Оппозиционное поведение. Звучит как нечто очень преднамеренное. Умышленное.
– Ты слушаешь?
Я забываю, что решила не кивать, – и забываю, что мама вообще не может видеть, как я киваю.
– Они говорят, что, наверное, отправят тебя домой.
Дверной проем маленькой кабинки шатается. Он сужается, потом расширяется.
Мама говорит, мол, работники «Псих-ты», наверное, хотят отдать мое место кому-то другому. Кому-то, кто хочет работать. Кому-то, кто хочет выздороветь.
Пол кабинки кренится, потом уплывает куда-то.
Теперь она говорит что-то про школу.
– И в школу тебя тоже не возьмут, – говорит она. – Пока ты не прошла лечение.
Я отвожу трубку от уха. Голос матери становится почти неслышным, далеким – стоит нам порядочных денег… как бы у твоего отца не случился инфаркт… не понимаю, почему… – пока наконец не наступает тишина; остается только слабое потрескивание на линии.
Пол совершенно не там, где он должен быть, когда я выхожу из телефонной кабинки: словно делаешь шаг с бордюра, не зная про бордюр, и нога проваливается в пустоту. Я хватаюсь за дверной косяк, потом заставляю себя идти в комнату. Но коридор весь в мареве, как асфальтированная дорога в жаркий летний день. Гладкие зеленые квадраты линолеума вздымаются у меня на пути, а потом уходят из-под ног. Еще впереди склон, линолеумный холм, на удивление трудный, и он без предупреждения превращается в ложбину, в такую вытянутую, углубленную канаву, тянущуюся по коридору между телефонной кабинкой и моей спальней.

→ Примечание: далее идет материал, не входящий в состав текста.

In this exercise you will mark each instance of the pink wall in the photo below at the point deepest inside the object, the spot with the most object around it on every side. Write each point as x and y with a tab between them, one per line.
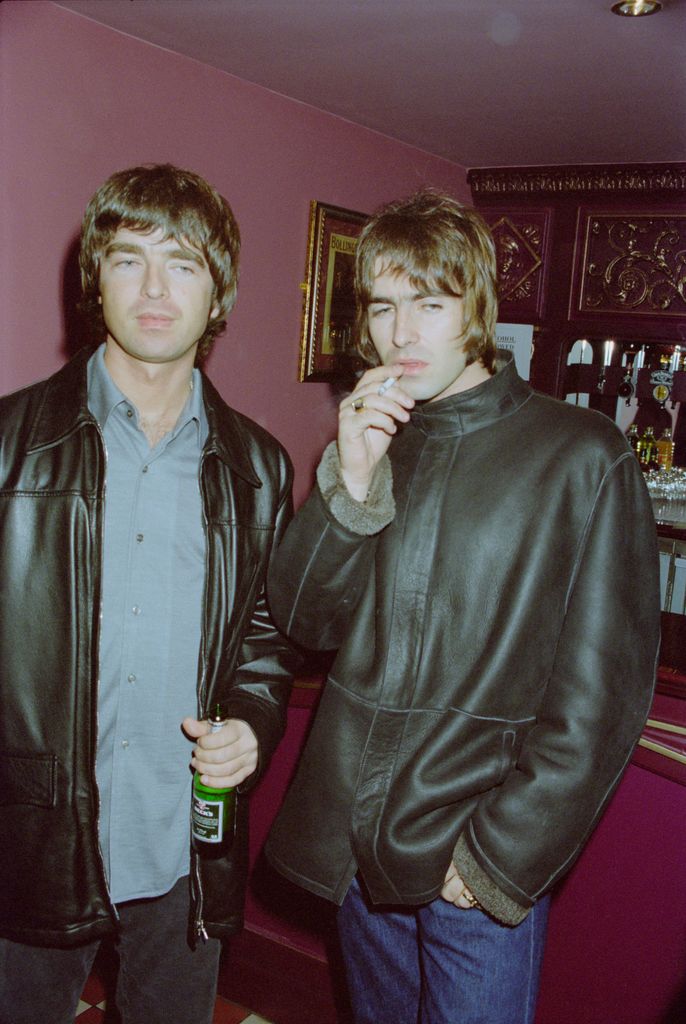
80	100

Когда я наконец добираюсь до комнаты, свет уже выключен и Сидни в кровати. Я сразу ложусь в постель и натягиваю одеяло до самого подбородка, хотя после похода от телефонной кабинки до спальни я вся в поту. Рубашка и штаны задираются под одеялом, я натягиваю рубашку обратно, но на штаны меня не хватает. Я слушаю дыхание Сидни. Без толку. Я поворачиваюсь, рубашка перекручивается. Я поворачиваюсь в другую сторону и одергиваю ее.
Я поворачиваюсь на один бок – комната опрокидывается на другой. Я представляю, как моя кровать – кровать, которую «Псих-ты» хочет отдать кому-то другому, – проваливается сквозь гигантский люк в полу.
Потом до меня доносятся шаги Руби – она приближается к нашей двери. Перекатывание комнаты прекращается, мебель утверждается на своих местах. Затем Руби идет дальше.
Прежде чем пол снова начнет крениться, я сбрасываю одеяло и сползаю с кровати. Одной рукой я приподнимаю матрас, другой шарю под ним. Матрас неожиданно тяжелый. Рука у меня дрожит от напряжения, сгибаясь под его весом. Потом я нащупываю ее. Ближе к изножью кровати – десертную тарелку. Я тянусь вперед, хватаю ее и бросаю матрас – шлеп.